32342
‘Autistic’-Sounding: A Latent Class Linear Mixed Modeling Approach to Parsing Heterogeneity in Children’s Natural Conversations Using Acoustic Properties of Speech
Behavioral heterogeneity is a persistent challenge for researchers and clinicians aiming to develop evidence-based social communication interventions for children with autism spectrum disorder (ASD), and to pinpoint the condition’s biological bases. Even after attempting to manufacture homogeneity by restricting variables such as age and IQ within study samples, children with ASD still behave very differently across contexts (e.g., consider a standardized vocabulary test versus playground conversation). This study uses a latent growth curve approach to parse acoustic heterogeneity in the spontaneous speech of children with ASD.
Objectives:
Test whether patterns of ‘ASD’-like utterances characterize subgroups of children with ASD over the course of a short, naturalistic conversation with a friendly stranger.
Methods:
Language samples from 35 verbally fluent children with ASD were drawn from an unstructured 5-minute ‘get-to-know-you’ conversation with a novel confederate who was not an autism expert.
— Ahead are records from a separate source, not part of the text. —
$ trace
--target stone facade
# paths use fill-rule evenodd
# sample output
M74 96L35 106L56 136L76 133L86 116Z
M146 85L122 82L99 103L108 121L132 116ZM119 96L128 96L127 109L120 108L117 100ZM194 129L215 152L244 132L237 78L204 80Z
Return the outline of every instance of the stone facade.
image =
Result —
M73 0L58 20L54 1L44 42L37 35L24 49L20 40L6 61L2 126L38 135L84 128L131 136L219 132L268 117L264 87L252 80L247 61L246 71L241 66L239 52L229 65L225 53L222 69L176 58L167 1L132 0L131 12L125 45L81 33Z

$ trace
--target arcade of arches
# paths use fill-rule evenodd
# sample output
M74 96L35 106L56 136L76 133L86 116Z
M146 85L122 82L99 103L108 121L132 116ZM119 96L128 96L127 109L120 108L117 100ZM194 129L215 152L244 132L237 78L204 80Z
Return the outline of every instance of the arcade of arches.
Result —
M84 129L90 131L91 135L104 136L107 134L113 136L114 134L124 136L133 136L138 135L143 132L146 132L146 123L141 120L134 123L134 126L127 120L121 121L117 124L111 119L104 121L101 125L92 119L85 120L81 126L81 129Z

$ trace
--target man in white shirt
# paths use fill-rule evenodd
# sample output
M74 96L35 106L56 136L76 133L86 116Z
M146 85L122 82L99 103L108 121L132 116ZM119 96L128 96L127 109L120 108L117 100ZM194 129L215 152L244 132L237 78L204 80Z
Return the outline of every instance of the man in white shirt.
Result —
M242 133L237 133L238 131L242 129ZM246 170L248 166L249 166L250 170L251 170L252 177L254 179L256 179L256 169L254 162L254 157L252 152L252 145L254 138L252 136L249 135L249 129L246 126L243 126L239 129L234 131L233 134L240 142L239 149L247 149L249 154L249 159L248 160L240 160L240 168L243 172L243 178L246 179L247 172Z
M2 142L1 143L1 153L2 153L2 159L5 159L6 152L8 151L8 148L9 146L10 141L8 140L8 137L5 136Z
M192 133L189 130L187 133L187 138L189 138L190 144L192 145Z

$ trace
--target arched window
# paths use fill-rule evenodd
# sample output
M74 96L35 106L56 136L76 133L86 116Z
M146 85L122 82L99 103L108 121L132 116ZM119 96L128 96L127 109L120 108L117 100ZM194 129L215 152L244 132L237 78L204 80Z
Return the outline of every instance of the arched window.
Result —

All children had IQ estimates in the average range (>75), and were aged 7-16.9 years. Children produced a total of 2,408 useable utterances (mean=68.8 utterances each). Each utterance was classified as ‘ASD’ or ‘TD’ using a machine learning classifier with 5-fold cross-validation, developed on the acoustic properties of speech produced by a larger matched sample that included both diagnostic groups (sample described in Cho et al., this conference). The number of ‘ASD’-like utterances produced over the course of the conversation (~1-minute windows) was tested for the presence of latent classes (‘lcmm’ in R). Class member characteristics were compared using simple linear models.
Results:
A 2-class model provided the best fit for the data (as compared to 3 or 4 classes) and revealed evidence of homogeneous subgroups with (1) Increasing (N=23) or (2) Steady (N=12) numbers of ASD-like speech utterances over the course of the conversation (Figure). Group intercepts differed significantly from one another, with the Increasing group producing more ASD-like utterances at the start of the conversation (coefficient: -2.08, Wald test=-2.40, p=.02). Members of the Increasing subgroup produced growing numbers of utterances classified as ‘ASD’ over time (Coefficient=.49, Wald test=5.97, p<.0001), while the relationship between time and ASD-like utterances trended negative in the Steady subgroup (Coefficient=-.18, Wald test=-1.65, p<.10. Class members did not differ on age, sex ratio, nonverbal IQ estimates, ADOS-2 calibrated severity scores, average turn length, or the number of utterances produced at the group level, but did differ on verbal IQ scores (Steady > Increasing; estimate=11.58, t=2.97, p=.003) and word count (Steady < Increasing; estimate=-150.58, t=-2.88, p=.007).
Conclusions:
Machine-learning classification of speech utterances renders it possible to parse heterogeneous samples into more homogeneous subgroups that dynamically change over the course of a conversation. In this exploratory study, we found two subgroups of children that sound more or less ‘ASD-like’ over time, with the more talkative group sounding increasingly atypical over 5 minutes. Future research using an expanded sample will include language-based analyses within each class (current results are based on acoustic properties only). This ‘profiling’ approach holds promise for identifying subgroups that benefit from specific interventions and stands to advance the goal of personalized medicine.